I run lots of spark jobs in other hosts (eg. databricks or OSS on my machine). I don't see this behavior there. Thanks for your links. They describe normal spark functionality; we'd ideally see that happening in Fabric as well.
I mentioned to @v-hashadapu but I think what is happening in Fabric is not normal OSS behavior, and is driven by a configuration that is not part of OSS (spark.yarn.executor.decommission.enabled).
What I really want to know is the REASON why these executors are getting deallocated mid-way thru a series of tasks. There is nothing in the logs that explains why Microsoft decides to kill the executor (although I can see it is being deliberately killed for reasons that have nothing to do with me).

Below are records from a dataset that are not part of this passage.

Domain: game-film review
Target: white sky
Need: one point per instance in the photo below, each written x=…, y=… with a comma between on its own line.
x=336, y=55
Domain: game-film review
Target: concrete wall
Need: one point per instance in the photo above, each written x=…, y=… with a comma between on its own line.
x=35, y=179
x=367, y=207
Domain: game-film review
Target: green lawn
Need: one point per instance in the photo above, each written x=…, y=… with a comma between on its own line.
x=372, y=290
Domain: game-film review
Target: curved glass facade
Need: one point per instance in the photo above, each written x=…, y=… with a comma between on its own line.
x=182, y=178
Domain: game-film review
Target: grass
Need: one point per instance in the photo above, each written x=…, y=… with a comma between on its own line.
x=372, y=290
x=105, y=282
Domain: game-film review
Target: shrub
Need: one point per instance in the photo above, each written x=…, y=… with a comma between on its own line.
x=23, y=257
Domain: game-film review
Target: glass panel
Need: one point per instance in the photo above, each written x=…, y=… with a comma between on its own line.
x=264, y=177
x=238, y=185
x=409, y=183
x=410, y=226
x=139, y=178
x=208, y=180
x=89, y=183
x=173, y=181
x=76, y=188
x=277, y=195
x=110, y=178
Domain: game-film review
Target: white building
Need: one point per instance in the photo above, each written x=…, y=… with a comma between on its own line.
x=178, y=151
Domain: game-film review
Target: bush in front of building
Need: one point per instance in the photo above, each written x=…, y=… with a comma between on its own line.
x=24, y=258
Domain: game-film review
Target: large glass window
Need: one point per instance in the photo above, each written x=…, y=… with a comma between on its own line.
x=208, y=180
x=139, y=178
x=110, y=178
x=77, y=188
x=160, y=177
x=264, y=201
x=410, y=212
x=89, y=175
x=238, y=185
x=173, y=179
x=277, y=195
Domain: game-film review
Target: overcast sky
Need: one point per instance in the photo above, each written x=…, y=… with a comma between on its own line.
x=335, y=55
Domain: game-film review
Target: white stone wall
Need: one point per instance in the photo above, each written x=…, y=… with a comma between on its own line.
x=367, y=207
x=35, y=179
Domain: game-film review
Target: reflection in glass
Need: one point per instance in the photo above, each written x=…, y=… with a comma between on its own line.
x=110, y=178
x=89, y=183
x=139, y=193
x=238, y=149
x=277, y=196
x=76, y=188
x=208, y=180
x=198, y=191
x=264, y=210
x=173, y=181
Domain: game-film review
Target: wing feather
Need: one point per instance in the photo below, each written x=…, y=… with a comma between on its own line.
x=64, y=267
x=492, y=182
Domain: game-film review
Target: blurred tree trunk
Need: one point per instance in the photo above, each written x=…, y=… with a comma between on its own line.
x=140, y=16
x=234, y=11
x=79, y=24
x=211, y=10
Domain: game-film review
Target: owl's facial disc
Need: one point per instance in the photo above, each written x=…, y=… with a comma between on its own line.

Oddly enough I have observed Fabric killing the one and only executor performing work on tasks, and then blocking/waiting to create another to take its place. What I'm looking for is a way to investigate the reason for the rapid killing of executors, just minutes or seconds after they are created! I don't see any explanation in these logs.
I suspect the behavior may have to do with high memory usage (leaks) but I haven't found a place to look at the memory or CPU consumption in the cluster either. What a pain to have no visibility whatsoever on the nodes of my cluster! Someone made really poor decisions when it comes to being able to monitor and manage a cluster in Fabric!